Keinem Verein werde „aktuell etwas genommen, erst bei anstehenden Investitionen findet eine Prüfung statt“. Jedem Verein werde zudem eine kostenlose Sportstätte zugesichert. Investitionen in moderne Sportstätten würden „zukunftsfähig“ geregelt.

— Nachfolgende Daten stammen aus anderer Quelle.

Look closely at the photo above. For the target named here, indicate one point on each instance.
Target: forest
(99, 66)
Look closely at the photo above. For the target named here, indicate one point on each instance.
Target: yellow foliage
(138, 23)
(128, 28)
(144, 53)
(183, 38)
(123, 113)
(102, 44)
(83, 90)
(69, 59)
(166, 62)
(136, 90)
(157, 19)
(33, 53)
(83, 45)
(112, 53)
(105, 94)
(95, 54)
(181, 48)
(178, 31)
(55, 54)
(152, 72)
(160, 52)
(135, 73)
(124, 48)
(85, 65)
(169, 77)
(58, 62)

Das erfreute übrigens auch die SPD. „Mit dem Antrag rennen sie bei uns offene Türen ein“, meinte denn auch Wilfried Lüngen. „Wir haben wohlwollend zur Kenntnis genommen, dass sie den Prüfungsbericht der Gemeindeprüfungsanstalt und die darin angesprochenen Beanstandungen und Empfehlungen endlich tatkräftig umsetzen wollen.“

Die Spitze in Richtung Christdemokraten war nicht zu überhören. Bereits im Jahr 2002, so habe ihm sein Fraktionsvorsitzender Ralf Herberg erläutert, habe ein Antrag der SPD vorgelegen, den Bedarf an Sportstätten aufgrund der zahlreichen Fusionen von Fußballvereinen und in Anbetracht der zu diesem Zeitpunkt bestehenden Haushaltsmisere zu überprüfen. „Damals waren noch 20 Rasenplätze und sechs Tennenplätze vorhanden. Bei diesem Bestand hat sich schon einiges getan, was zur Entlastung der Stadtkasse beigetragen hat.“ In der Tat existieren nur noch 16 Rasenplätze und fünf Tennenplätze.

Zwiespältiges Thema

Wie zwiespältig für die CDU offenbar das Thema ist, zeigte sich noch einmal gegen Ende der Sportausschusssitzung. In ihrem Antrag wurde beim angestrebten Sollzustand wörtlich folgende Formulierung gewählt: „Die Stadt Heinsberg erstellt eine zukunftsausgerichtete Sportstättenbedarfsplanung, die im Wesentlichen die Schließung und den Rückbau nicht mehr benötigter Anlagen zum Inhalt hat und das konkrete Ziel verfolgt, die Anlagen weitgehend in die Pflege der Vereine zu übertragen.“ Gleichzeitig beteuert Manfred Fell jedoch für seine Partei: „Keiner, der sich mit Fußball auskennt, ist der Meinung, dass wir zu viele Plätze haben.“ Die Aussagen der Gemeindeprüfungsanstalt könnten „nicht eins zu eins“ übernommen werden.